Lately, I’ve been dreaming about Italy. Usually Florence, sometimes on the balcony at my home stay, watching the cats crawl up the roof the way they used to. The black cat, Myra, sits on the roof to soak up the sun. April, the one that reminds me of a needy puppy, disappears for a couple hours. I used to worry about them, where they’d go. In my dreams, I think nothing of it.
I’m older, returning to the scene. Sometimes I’m alone, watching the night fall slowly on the city. In these dreams, I do not speak, but I think that I miss speaking in Italian, feeling that control over the foreign. In other dreams, I’ve returned to a hotel room, an Airbnb, somewhere. I fry zucchini flowers, the way I watched Alex do in Rome once, and I dance around goofily with Nicole.
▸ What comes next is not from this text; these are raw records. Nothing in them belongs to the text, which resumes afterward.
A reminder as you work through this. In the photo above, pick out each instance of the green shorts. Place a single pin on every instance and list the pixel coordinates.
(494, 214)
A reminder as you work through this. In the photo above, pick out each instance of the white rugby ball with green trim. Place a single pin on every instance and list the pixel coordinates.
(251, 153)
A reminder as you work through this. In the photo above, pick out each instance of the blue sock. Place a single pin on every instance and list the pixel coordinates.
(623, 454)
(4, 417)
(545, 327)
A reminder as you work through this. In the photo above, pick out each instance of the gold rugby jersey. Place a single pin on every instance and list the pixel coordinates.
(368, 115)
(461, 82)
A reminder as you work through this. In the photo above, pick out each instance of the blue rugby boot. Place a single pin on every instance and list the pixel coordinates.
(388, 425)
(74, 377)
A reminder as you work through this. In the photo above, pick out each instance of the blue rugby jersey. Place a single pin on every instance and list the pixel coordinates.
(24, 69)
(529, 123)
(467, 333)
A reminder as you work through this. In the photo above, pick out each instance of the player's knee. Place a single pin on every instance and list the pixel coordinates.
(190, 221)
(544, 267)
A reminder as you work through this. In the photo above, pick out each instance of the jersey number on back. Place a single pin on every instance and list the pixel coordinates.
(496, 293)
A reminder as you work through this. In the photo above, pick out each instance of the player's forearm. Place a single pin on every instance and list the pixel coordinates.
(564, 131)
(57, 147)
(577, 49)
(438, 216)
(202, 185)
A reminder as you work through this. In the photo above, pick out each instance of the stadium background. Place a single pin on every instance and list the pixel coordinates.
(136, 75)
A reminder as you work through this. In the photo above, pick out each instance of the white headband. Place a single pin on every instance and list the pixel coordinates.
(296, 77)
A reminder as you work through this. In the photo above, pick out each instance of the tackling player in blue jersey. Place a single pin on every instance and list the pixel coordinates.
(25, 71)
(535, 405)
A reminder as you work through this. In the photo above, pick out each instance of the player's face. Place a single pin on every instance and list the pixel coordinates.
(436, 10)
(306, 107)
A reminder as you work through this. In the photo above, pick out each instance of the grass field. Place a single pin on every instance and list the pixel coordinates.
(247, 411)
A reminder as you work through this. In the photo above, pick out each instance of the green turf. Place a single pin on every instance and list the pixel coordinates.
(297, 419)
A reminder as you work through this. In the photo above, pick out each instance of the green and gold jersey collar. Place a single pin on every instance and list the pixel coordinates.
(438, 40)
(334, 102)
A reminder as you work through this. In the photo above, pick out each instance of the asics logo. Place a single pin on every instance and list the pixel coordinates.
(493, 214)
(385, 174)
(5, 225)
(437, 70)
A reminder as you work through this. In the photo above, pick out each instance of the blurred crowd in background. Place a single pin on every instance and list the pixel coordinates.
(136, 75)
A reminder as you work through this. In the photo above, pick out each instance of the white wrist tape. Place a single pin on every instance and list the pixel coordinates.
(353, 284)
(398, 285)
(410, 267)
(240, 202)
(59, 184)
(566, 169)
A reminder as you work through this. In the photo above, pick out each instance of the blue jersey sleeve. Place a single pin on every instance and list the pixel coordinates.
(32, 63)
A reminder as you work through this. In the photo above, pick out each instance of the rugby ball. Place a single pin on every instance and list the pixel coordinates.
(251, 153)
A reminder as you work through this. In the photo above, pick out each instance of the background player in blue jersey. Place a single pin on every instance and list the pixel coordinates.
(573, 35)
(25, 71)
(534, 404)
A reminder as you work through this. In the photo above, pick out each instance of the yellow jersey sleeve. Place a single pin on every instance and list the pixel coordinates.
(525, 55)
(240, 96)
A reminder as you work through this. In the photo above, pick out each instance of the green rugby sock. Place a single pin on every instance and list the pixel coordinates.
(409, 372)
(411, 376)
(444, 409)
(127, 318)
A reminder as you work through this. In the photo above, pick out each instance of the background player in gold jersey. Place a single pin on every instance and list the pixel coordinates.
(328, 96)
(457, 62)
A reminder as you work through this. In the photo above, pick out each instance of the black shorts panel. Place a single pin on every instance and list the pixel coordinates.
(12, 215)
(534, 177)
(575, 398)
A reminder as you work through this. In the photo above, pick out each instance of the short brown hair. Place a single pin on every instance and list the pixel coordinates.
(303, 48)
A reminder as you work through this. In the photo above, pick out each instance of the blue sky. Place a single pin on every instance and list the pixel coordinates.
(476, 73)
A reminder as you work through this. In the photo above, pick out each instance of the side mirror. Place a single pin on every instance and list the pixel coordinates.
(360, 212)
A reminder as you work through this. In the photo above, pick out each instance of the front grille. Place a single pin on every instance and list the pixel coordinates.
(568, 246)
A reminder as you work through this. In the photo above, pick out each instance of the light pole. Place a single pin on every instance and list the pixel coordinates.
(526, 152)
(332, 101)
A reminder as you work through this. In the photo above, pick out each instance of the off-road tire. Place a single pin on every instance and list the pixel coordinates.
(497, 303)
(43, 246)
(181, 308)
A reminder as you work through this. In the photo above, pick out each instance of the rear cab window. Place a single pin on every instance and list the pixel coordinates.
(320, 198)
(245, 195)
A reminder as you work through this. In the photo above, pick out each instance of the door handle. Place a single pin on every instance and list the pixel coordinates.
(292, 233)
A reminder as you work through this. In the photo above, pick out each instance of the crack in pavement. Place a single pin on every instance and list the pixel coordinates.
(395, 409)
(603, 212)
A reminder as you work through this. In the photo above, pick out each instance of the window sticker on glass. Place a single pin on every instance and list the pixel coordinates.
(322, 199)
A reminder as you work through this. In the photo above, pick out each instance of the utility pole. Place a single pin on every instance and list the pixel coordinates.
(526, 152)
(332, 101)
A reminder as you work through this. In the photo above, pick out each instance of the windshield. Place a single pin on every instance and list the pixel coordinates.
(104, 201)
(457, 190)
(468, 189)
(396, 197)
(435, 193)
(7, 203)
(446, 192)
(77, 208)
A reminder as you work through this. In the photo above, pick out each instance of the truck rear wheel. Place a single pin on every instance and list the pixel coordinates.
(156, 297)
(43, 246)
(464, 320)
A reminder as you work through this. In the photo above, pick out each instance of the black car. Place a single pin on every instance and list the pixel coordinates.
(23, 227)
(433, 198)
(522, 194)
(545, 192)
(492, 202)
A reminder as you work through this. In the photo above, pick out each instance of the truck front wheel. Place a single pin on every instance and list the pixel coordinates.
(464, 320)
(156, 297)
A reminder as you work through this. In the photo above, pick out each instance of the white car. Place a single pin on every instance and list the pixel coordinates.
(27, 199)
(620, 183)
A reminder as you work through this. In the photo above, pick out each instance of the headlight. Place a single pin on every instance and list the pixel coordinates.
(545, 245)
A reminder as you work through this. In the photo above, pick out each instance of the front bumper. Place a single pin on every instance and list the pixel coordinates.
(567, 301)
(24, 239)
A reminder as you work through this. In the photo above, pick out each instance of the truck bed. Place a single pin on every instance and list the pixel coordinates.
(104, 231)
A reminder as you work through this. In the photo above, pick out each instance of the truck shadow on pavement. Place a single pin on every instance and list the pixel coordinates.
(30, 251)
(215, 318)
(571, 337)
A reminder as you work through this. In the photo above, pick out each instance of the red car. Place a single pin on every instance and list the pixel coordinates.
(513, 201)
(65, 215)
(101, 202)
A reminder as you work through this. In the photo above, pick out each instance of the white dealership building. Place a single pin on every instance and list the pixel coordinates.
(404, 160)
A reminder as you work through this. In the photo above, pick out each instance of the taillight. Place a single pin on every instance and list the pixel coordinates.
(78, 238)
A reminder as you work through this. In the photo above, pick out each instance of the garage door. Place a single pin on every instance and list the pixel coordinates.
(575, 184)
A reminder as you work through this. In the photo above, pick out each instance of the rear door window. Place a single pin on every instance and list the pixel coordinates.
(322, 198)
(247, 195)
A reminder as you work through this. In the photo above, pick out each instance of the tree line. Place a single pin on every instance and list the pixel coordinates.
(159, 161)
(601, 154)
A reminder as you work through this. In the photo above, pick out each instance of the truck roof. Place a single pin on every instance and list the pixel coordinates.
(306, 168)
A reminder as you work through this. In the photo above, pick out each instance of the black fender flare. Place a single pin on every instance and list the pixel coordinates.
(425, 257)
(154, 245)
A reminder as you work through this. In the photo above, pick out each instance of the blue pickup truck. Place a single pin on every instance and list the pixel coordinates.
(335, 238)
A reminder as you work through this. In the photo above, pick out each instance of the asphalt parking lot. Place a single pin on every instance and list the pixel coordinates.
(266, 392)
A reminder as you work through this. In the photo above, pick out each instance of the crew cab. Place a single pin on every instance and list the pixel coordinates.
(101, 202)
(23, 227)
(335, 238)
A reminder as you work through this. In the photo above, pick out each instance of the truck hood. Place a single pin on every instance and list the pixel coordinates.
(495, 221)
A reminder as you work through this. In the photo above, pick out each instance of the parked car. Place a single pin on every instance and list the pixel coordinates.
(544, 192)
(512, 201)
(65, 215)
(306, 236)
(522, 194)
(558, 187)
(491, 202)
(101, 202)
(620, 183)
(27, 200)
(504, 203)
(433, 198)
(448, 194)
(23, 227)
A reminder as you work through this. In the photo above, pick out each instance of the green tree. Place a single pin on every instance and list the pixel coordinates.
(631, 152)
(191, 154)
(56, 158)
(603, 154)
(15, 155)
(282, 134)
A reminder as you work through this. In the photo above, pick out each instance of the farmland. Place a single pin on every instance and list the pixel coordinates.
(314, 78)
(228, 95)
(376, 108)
She’s never been to Italy, but we are here, 25-or-so, playing music from my phone and twirling around in a cramped kitchen, the same way we did when we shared a tiny room in college. The same way I dance with my sisters on Saturday mornings. We sit on the floor with our backs against the cabinets, laughing.
I never walk the streets, but only watch the city from a window or a balcony. I do not feel trapped. I remember where all the streets go and the long trek up the hill back home. I do not long to see the flowers that bloom in my Florentine neighborhood, the yellows and pinks bursting, welcoming me back. I simply look out, pajama-clad, at the bustle beneath me. There, I am alive enough.